There's some nice balance there. Yes, challenges will likely lead to an extra stoppage or two each night, but at least we get to watch NBA coaches waive their finger at referees. Depending on the call they're challenging, which finger they choose to waive could change and provide some priceless results. Challenging subjective foul calls could get interesting real quick.

The biggest point is that teams only get one challenge per game regardless if they win the challenge or not. There is no penalty for losing a challenge, but it will cost the timeout that the team had to call to signal the challenge. That lost timeout could prove to be big later in games.

This isn't something the NBA is just throwing out there. They began testing coach's challenges during last year's Las Vegas Summer League and have carried it into this year's summer slate, and it has been in the G League the past two seasons. Now they're ready for a trial run in the NBA.

And if you're worried that these new challenges will slow the game, well, yeah, they probably will. To try to help combat that, the NBA also implemented another change that allows the NBA Replay Center to trigger replays in the first 46 minutes of a game. A new "courtside administrator" will be at each arena's scoring table to expedite the communication between the NBA Replay Center and the on-court referees, which should help speed up in-game reviews.

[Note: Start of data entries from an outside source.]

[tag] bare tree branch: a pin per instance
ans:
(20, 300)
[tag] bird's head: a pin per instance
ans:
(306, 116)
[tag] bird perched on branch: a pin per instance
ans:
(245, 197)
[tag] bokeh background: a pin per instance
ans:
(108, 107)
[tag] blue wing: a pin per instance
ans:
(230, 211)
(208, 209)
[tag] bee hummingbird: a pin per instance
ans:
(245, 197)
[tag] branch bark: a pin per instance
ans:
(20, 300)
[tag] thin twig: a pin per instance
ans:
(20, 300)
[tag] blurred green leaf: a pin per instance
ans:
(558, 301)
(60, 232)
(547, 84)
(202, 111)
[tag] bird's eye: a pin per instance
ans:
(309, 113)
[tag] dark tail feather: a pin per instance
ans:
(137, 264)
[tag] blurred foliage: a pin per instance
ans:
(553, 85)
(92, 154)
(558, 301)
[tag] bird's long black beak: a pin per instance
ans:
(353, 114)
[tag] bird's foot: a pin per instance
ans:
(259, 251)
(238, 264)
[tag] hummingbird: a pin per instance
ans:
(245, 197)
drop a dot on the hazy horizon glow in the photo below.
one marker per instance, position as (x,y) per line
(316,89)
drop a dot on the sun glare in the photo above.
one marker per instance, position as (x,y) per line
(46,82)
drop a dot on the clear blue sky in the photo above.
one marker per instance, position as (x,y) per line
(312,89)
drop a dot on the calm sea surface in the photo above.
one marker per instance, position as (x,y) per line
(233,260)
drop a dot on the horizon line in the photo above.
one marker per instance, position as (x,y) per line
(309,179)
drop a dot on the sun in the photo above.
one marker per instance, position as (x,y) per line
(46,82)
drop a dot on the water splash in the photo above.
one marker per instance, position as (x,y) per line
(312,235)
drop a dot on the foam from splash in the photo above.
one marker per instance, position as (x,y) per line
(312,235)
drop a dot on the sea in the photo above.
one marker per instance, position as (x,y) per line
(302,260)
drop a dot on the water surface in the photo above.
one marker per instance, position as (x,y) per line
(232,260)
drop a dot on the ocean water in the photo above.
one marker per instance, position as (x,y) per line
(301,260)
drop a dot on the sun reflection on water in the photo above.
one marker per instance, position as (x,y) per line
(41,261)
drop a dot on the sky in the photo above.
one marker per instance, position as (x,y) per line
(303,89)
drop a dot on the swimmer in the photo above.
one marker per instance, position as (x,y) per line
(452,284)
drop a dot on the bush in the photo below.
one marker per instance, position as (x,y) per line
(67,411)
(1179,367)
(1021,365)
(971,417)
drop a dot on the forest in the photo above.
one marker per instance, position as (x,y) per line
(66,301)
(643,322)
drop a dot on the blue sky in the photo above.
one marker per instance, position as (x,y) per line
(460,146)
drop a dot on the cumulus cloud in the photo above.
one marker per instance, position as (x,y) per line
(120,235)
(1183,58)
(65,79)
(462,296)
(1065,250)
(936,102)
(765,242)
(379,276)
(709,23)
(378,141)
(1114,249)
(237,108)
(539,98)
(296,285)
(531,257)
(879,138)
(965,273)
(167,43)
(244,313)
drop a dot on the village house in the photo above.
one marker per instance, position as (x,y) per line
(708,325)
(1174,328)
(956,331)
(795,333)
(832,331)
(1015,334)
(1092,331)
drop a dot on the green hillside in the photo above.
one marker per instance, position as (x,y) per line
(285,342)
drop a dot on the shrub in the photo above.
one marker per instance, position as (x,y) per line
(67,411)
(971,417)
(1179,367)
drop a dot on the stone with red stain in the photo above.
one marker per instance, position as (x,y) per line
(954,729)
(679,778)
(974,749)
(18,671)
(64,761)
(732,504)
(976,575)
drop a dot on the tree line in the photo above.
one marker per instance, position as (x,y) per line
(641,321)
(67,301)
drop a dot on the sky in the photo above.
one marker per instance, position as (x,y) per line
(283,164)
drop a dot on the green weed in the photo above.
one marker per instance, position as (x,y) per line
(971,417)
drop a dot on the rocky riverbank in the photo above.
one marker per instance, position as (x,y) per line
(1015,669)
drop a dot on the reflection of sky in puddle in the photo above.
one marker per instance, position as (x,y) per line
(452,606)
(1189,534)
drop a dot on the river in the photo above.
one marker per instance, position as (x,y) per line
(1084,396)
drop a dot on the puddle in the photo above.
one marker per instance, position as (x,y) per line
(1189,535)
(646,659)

There will be bumps along the way as coaches and the league figure out these new challenges. Coaches will have to make their challenge decision pretty quickly, and with just one, they'll have to weigh challenging a truly egregious call early or saving their challenge for later in the game. And if all of this goes terribly throughout the season, the NBA can always scrap it after the season.

It will likely become what challenges are in every other league, causing more headaches than corrected calls. But if this change brings the imagery of Greg Popovich, Doc Rivers and others twirling their finger at refs, it's worth a shot.